Fabio: I’d say this is a pretty unique project. And I say that as someone working on my first project here, but from what I’ve heard, it’s quite unique in that the clients really don’t have much of a process at all currently. They’re doing everything pretty manually and don’t have much set up.
So, while it is a migration, it’s also kind of like a greenfield project in some ways. Most of the playbook we’re following is up to us to create a vision for what we think it should look like. Since their main source is still an Excel sheet, we’re trying to work with them to ensure that downstream stakeholders don’t see too much of a difference in their day-to-day operations until they absolutely have to.
We’re taking a very phased approach. We’re keeping what’s currently in place as is for now, and then we’ll revisit the overall structure and planning later. I don’t know if that fully answers your question, but we’re working closely with stakeholders to figure out what works best for everyone.
The dual nature of the project—balancing the need for immediate results with long-term innovation—meant Fabio and his team had to make critical decisions early. A top priority was ensuring that end users experienced no disruptions during the transition while overhauling the backend for future scalability.
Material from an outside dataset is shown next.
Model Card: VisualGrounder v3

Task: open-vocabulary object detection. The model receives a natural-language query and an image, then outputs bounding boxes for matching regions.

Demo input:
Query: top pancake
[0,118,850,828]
Datafold: I was going to ask this later on but did you go the lift-and-shift first route, to refactor and optimize later?
Fabio: We did some of the refactoring in the first iteration. The idea is that anyone who uses the product from a project manager perspective shouldn’t see much of a change in their day-to-day. They should go to the same dashboard, they should be able to plan the same way. But the way it gets from point A to point B will be drastically different–we’re going to refactor in dbt–but no one outside of the data team will see what we’re doing.
This required significant effort to understand and replicate the legacy system’s outputs without simply duplicating its inefficiencies. Fabio’s team focused on designing an ingestion layer that could support long-term growth while ensuring that downstream reports remained intact.
Datafold: What were you refactoring?
Fabio: Their Power BI dashboards needed a lot of optimization. They’re using a lot of measures where they don’t necessarily need to—like nested measures that call other measures. Ideally, we’re going to try to take some of that and create a semantic layer in dbt or do something in dbt so that those dashboards load faster.
We worked on optimizing the ingestion layer and made sure their warehouse is malleable for them. We wanted their data people to be able to add new columns or metrics where they want to and understand exactly how data gets from point A to point B.
Before, they knew that it came into SQL Server. After that, it’s a bit of a black box for them before it gets to Power BI. They didn’t know how to fix or work with what’s in the middle. So one of the first things we did was work on what’s happening in the middle.
Datafold: That makes sense. So was the refactoring in dbt and the optimization seen as a distinct phase of the migration, or was it a separate project after the migration was done?
Fabio: It’s one and the same. In the next phase, we revisited the actual data model. Like, do we need this dimension? Can it be like an OBT-style model? Do these fact tables look the way we would want them to?
Initially, we didn’t want to make any changes to the Power BI dashboard, so everything needed to look the same in that final presentation layer. We didn’t have the time or resources to change things in Power BI—that will come later. Only when we have that availability to fix Power BI can we also fix the fact table that feeds Power BI.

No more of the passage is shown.